Grandes peintures sur la Révolution Française (8 oeuvres)
Insurrections et guerre de Vendée (8 oeuvres)
© Musée des beaux-Arts de Rennes, Dist. RMN-Grand Palais / Adélaïde Beaudoin
Titre : Scène de la guerre des chouans.
Auteur : Auguste Emile BELLET (1856-1911)
Date de création : 1882
Date représentée : 1794
Dimensions : Hauteur 320 cm - Largeur 235 cm
Technique et autres indications : peinture à l'huile sur toile
Lieu de Conservation : Musée des Beaux-Arts de Rennes (Rennes) ; site web
Contact copyright : Musée des Beaux-Arts de Rennes, 20 quai Emile Zola. 35000 Rennes. Tél: 02-99-28-55-85 Chargé de la documentation : Patrick Daum : daum@mbar.org
Référence de l'image : INV 01591
La chouannerie
La chouannerie, opposition armée des paysans de l’ouest de la France aux assemblées révolutionnaires, est un thème de prédilection des peintres d’histoire au XIXe siècle. En Bretagne, le soulèvement de l’hiver 1793-1794 concerne l’Ille-et-Vilaine, le Morbihan (en avril), la moitié des Côtes-d’Armor et la province du Léon. Cette révolte est violemment réprimée en quinze jours par l’armée et les gardes nationaux. En revanche, l’insurrection se développe en Vendée, où les paysans s’allient à la noblesse locale qui va les encadrer et constituer avec eux l’armée catholique et royale de Vendée. La IIIe République, se voulant unificatrice, oppose l’émeute des chouans à la guerre des républicains. La Vendée et la Bretagne sont alors les symboles de la contre-révolution, et l’esprit républicain de l’époque considère la chouannerie comme une rébellion de paysans ignorants et fanatiques manipulés par la noblesse et le clergé.
Une iconographie qui n’évite pas l’imagerie
Parfait exemple de cette iconographie développant l’héroïsme des chouans, ce tableau est une œuvre de salon (elle a été exposée en 1882) pour des Parisiens ignorants de l’histoire des chouans et recherchant l’imagerie.
Un chouan breton, désarmé et blessé, s’agrippe à une croix. Il a rampé jusqu'à ce calvaire, abandonnant en chemin chapeau, fusil et sabot. A l’horizon s’éloigne le peloton de soldats républicains qui a eu raison de sa résistance. Ce martyr de la foi dont la mort est imminente reproduit le stéréotype du paysan breton aux cheveux longs, vêtu d’un gilet et portant des sabots. Le calvaire devient un symbole de la douleur du Christ sauveur de l’homme et un lieu où s’effondrent les chouans qui combattent pour l’Eglise. L’auteur retient surtout le geste de piété ostentatoire et le détail du costume.

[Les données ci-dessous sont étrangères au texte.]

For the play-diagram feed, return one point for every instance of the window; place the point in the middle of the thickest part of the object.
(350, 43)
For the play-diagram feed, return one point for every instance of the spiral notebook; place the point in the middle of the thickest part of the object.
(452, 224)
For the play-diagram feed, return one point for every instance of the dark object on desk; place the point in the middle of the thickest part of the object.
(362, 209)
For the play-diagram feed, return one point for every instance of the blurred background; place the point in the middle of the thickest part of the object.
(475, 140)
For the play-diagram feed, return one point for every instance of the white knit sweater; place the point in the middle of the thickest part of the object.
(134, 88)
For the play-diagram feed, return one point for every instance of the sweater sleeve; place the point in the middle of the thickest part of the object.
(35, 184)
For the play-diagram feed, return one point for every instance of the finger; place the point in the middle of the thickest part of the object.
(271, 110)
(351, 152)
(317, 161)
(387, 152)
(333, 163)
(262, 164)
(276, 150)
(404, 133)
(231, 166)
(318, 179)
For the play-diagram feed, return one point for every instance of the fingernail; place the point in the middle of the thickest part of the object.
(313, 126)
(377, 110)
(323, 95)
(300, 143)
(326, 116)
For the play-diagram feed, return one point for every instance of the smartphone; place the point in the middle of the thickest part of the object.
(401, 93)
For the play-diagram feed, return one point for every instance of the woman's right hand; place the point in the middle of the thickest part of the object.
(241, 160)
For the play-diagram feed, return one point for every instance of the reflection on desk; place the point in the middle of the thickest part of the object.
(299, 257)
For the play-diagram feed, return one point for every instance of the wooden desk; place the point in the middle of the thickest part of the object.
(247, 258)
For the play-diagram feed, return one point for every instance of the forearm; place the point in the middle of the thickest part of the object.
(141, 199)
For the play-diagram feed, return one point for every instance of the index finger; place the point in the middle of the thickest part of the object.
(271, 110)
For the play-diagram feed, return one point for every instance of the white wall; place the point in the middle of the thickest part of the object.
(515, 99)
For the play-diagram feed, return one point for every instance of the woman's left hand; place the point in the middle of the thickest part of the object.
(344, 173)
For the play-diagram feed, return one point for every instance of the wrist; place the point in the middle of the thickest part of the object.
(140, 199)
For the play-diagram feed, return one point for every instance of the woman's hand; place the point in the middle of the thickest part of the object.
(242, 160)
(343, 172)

Le format vertical gigantesque donne une impression de monumentalité à la scène et en accentue l’aspect spectaculaire, faisant de ce tableau une icône de la chouannerie. Une mise en page efficace donne toute sa clarté au sujet. Cette peinture d’histoire n’évite cependant pas l’anecdote et rivalise avec la photographie dans sa description scrupuleuse des détails réalistes. La Mort du chouan n’est ici grande que par le format. Le drame se conclut avec emphase. Cette toile conjugue la mise en scène du martyre du chouan dont on célèbre le sacrifice et l’exaltation de l’identité bretonne, notamment celle du paysan rustre mais opiniâtre.

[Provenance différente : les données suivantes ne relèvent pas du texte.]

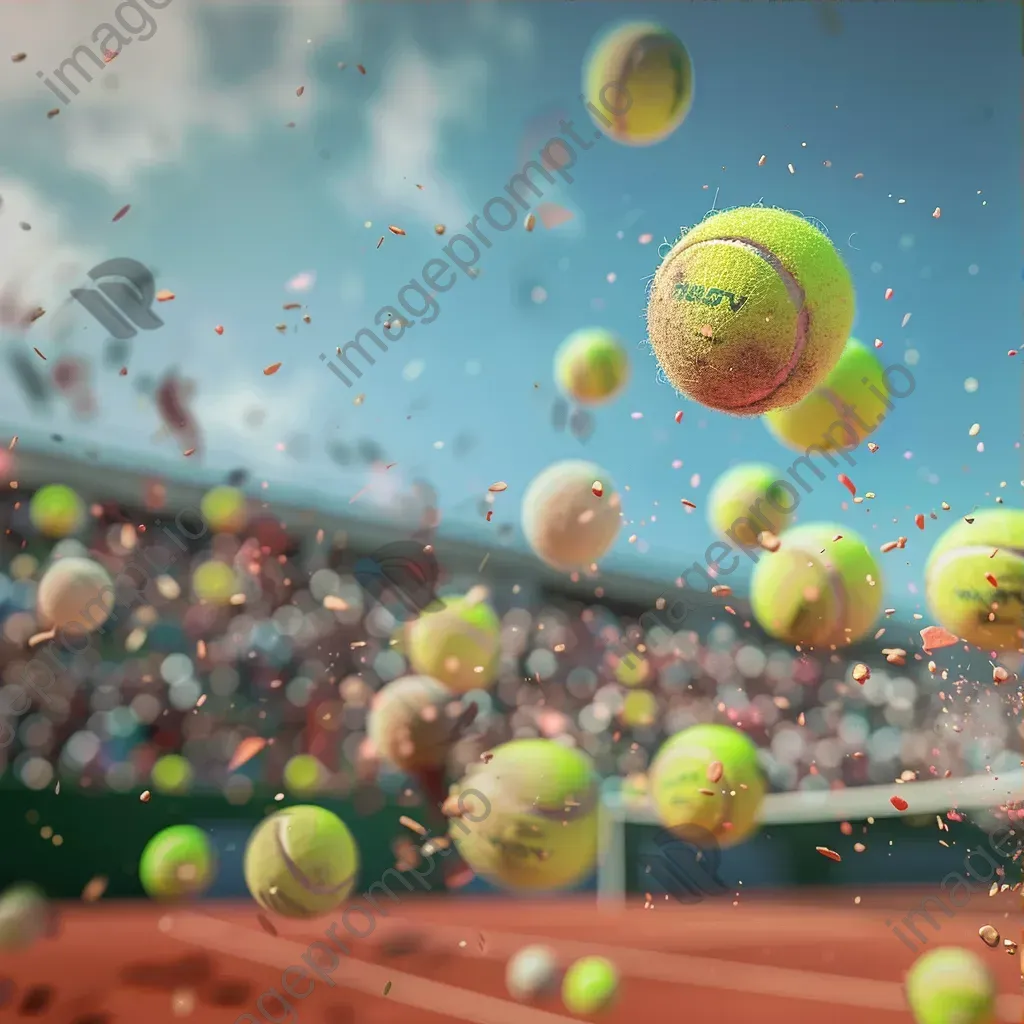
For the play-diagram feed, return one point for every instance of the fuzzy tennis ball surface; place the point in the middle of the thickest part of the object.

La peinture d’histoire d’inspiration révolutionnaire
A la veille de la célébration du centenaire de la Révolution, les peintres reproduisent abondamment des épisodes liés au soulèvement des chouans. Cette accumulation d’images de la chouannerie lui fait perdre sa force militante au profit d’une exploitation d’un genre. Le sentiment religieux breton s’exprime dans la représentation du chouan, qui peut être considérée comme une sous-catégorie au sein de la peinture d’histoire, en raison de son succès. Qu’ils soient bretons ou non, les artistes s’attachent à peindre l’affirmation de cette province de Bretagne. Le XIXe siècle, passionné d’histoire, suscite un vif intérêt pour l’histoire locale des provinces et offre aux artistes l’occasion de développer des thèmes historicistes, en relation avec leur région d’origine, mais à l’iconographie souvent imaginaire ou réductrice. L’ouest de la France est un territoire de référence pour cette peinture à la finalité souvent pédagogique, destinée à entretenir le souvenir.